江頭2:50をも抑え、圧倒的な不快感を集めた男は、ジャーナリストではなく「演出家」だった。
20年以上前、ある番組で「テレビ朝日で一番抗議がくる人物」が発表された。スタジオが騒然としたその結果は、過激な芸人ではなく、田原総一朗であった。

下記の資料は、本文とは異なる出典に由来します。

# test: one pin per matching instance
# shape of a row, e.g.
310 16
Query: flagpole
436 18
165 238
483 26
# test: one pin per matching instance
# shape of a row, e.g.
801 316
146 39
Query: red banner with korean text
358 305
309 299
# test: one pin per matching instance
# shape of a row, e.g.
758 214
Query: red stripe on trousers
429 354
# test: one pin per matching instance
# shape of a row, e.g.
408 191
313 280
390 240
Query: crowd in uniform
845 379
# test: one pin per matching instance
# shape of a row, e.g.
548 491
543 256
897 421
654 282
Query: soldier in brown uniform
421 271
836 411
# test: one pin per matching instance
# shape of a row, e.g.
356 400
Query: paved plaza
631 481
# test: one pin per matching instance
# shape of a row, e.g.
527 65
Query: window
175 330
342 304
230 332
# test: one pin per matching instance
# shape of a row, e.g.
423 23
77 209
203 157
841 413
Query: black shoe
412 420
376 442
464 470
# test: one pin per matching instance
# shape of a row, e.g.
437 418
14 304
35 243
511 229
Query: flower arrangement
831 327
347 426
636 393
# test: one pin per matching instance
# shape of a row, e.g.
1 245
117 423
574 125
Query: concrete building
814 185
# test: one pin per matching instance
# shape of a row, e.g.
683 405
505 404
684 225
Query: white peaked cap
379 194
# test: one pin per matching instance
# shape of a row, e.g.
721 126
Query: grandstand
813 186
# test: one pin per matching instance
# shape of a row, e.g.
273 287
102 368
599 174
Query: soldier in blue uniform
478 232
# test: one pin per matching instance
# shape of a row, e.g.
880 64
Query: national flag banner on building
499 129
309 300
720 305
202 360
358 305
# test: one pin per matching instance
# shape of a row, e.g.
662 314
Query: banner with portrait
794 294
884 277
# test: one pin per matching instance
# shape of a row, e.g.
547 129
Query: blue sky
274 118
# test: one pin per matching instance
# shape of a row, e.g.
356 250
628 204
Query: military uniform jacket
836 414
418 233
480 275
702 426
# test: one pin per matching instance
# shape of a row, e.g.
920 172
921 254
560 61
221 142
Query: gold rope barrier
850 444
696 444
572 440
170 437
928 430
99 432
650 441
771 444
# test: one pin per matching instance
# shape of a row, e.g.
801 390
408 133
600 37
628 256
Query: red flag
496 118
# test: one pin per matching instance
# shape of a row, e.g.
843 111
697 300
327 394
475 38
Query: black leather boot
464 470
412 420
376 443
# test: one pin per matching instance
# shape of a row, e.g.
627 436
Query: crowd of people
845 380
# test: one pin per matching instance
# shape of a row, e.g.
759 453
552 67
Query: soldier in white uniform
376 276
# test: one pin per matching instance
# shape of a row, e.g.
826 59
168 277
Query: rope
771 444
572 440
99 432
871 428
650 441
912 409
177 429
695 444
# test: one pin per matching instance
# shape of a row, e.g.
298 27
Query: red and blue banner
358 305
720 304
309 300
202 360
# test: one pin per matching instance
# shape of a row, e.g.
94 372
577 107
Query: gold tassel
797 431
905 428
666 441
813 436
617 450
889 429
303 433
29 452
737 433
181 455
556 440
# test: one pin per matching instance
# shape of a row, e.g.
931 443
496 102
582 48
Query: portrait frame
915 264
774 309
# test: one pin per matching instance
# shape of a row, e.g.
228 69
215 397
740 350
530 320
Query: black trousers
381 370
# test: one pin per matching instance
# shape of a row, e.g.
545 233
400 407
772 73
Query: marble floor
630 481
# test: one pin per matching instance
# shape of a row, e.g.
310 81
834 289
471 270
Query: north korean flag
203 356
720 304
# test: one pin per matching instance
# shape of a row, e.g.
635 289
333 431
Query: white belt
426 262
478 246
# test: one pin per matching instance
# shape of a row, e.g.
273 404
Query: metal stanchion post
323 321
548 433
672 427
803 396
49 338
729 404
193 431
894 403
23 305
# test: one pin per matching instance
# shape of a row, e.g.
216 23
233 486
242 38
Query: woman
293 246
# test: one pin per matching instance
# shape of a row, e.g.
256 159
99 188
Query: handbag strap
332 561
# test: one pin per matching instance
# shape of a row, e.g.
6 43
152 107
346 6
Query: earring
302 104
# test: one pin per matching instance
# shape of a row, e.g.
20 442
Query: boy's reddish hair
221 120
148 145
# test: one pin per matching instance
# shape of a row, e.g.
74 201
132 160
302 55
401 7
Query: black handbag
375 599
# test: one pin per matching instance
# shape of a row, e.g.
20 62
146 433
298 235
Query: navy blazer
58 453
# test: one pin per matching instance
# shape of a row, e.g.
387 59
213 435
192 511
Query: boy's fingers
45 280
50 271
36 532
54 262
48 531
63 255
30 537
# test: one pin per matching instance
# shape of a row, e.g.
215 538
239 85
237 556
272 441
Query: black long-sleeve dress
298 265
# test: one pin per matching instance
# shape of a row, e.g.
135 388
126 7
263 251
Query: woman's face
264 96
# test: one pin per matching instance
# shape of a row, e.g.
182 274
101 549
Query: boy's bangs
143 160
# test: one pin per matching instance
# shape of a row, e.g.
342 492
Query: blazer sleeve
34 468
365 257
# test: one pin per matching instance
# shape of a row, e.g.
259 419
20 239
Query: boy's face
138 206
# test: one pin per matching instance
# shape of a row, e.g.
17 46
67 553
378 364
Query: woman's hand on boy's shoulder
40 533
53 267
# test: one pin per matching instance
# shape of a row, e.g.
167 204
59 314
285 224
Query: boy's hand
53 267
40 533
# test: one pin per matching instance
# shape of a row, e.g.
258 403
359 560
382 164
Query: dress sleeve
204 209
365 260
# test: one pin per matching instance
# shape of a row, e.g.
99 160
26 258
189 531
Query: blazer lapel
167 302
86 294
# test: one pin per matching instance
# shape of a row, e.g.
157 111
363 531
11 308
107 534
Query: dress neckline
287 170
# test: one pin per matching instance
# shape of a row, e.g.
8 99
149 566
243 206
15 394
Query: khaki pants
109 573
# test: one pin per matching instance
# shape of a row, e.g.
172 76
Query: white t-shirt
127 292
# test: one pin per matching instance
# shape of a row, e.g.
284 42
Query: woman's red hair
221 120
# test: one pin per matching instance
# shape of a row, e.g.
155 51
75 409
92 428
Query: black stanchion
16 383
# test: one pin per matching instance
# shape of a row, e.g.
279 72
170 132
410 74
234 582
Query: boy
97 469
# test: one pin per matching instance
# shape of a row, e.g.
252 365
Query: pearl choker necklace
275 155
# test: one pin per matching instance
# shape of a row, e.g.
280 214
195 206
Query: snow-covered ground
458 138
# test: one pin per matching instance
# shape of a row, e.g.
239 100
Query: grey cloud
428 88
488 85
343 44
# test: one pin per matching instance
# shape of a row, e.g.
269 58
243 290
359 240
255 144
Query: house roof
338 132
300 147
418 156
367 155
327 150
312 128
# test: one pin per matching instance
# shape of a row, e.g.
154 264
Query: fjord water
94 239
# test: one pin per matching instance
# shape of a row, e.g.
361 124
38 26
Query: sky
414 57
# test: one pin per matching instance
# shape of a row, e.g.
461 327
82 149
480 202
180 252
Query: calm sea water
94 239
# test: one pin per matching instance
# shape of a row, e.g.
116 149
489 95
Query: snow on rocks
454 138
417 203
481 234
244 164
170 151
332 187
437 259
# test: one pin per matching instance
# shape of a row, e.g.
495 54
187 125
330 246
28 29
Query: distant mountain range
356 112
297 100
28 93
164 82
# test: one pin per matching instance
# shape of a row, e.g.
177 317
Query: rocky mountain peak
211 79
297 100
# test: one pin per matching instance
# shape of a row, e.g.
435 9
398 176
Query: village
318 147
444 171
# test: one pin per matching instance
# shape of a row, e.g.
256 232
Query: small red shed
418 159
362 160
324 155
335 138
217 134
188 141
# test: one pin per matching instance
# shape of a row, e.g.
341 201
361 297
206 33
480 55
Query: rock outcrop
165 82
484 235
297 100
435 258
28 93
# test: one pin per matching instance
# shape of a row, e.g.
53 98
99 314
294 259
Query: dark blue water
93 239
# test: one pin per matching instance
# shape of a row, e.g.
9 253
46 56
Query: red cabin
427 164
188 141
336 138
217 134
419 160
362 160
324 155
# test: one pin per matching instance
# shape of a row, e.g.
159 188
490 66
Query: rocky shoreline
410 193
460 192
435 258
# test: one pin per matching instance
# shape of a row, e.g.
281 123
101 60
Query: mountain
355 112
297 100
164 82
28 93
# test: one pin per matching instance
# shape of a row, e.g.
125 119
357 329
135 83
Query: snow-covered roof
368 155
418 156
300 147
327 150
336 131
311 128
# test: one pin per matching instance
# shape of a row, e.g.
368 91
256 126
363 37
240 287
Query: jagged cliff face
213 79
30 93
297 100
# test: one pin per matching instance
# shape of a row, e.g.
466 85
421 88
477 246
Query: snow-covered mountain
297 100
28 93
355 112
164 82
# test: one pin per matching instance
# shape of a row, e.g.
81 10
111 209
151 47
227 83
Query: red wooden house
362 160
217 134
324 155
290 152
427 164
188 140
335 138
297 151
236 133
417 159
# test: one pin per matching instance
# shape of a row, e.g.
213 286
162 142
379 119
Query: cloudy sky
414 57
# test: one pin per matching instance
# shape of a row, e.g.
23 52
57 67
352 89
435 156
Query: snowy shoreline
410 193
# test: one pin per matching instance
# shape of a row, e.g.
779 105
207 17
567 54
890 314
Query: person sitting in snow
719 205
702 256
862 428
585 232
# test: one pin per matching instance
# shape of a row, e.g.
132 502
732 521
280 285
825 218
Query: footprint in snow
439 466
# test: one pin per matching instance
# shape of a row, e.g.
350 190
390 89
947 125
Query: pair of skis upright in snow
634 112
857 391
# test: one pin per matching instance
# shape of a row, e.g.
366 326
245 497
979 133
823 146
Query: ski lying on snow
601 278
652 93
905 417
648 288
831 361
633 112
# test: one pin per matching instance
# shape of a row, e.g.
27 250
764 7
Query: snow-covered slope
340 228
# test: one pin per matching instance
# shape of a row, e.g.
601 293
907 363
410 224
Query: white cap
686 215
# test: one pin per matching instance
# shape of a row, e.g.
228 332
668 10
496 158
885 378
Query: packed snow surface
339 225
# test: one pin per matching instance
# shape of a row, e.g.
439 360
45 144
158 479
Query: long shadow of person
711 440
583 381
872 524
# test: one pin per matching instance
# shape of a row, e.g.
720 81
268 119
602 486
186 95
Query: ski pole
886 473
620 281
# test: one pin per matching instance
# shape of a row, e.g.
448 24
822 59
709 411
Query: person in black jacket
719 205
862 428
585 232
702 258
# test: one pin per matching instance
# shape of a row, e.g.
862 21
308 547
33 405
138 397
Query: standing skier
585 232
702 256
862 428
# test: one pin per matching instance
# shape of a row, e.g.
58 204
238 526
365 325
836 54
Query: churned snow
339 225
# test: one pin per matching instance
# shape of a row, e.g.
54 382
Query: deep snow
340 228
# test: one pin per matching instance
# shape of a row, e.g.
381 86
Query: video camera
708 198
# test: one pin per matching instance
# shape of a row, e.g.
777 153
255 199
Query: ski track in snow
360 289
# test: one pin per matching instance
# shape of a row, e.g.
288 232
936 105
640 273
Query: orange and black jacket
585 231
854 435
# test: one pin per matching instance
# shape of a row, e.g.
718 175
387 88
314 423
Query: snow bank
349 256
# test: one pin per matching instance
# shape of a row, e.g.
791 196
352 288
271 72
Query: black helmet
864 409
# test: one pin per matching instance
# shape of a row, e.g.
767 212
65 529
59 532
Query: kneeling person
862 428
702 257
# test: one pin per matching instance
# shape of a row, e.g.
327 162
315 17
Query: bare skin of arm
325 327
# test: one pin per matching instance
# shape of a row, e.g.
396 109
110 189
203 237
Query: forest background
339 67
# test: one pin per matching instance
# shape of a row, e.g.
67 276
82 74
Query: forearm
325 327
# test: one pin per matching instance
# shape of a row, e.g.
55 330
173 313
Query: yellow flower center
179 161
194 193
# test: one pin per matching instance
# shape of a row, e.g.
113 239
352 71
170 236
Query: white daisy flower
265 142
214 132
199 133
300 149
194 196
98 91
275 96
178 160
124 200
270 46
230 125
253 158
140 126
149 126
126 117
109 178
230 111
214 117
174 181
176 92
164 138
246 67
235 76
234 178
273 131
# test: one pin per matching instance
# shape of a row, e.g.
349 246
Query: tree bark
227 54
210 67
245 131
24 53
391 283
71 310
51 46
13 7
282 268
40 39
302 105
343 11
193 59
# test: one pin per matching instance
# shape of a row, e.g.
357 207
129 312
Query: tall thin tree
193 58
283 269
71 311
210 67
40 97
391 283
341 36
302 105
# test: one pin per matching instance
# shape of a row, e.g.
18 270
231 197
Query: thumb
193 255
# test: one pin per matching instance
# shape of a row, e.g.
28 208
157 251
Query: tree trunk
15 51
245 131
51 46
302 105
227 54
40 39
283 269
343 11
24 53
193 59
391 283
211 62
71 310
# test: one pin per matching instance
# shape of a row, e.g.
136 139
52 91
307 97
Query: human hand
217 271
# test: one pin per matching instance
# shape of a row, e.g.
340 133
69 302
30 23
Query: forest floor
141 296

ジャーナリストを標榜しながら、その実態は「演出過多」などという言葉では生ぬるい、狂気のディレクター。今の時代なら即座に放逐されるであろう男が、なぜ令和の今まで言論の壇上に君臨し続けられたのか。
1. 狂気の演出:迷惑系すら霞む嘘
田原総一朗のディレクター時代は、凄惨を極める。Wikipediaを一読すれば、そこにあるのはジャーナリズムではなく、明確な意図を持った「捏造」と「扇動」の記録だ。
水道橋博士が語った「日本人初のAV男優は田原総一朗」という逸話。全裸の結婚式を演出し、参列者との情事にディレクター自ら参加し撮影する。今の感覚では正気の沙汰ではない。
彼はドキュメンタリーに「筋書き」を持ち込み、出演者を意図通りに動かした。これは「面白いものを作る」という大義名分の下に行われた、暴力的なまでの演出である。
2. 「朝生スタイル」の罪
『朝まで生テレビ』や『サンデープロジェクト』で田原が確立したのは、相手の言葉を遮り、激昂させ、失言を引き出すスタイルだった。
このディレクター特有の計算は、議論に生産性をもたらすものではない。単なる「テレビショー」としての盛り上がりを追求した結果、政治はエンタメ化し、熟議はヤジの応酬へと成り下がった。
3. YouTube世代へ継承された遺産
恐ろしいのは、この「盛り上がり重視・ファクト軽視」の手法が、YouTubeの討論番組へと直系で受け継がれていることだ。
公平中立よりも「バズり」を優先し、過激な発言で人気を集める。その手法は一回限りの打ち上げ花火に近く、すぐに化けの皮が剥がれる。
この流れの源流は、間違いなく『朝生』的な、その場の空気が支配する番組構造にある。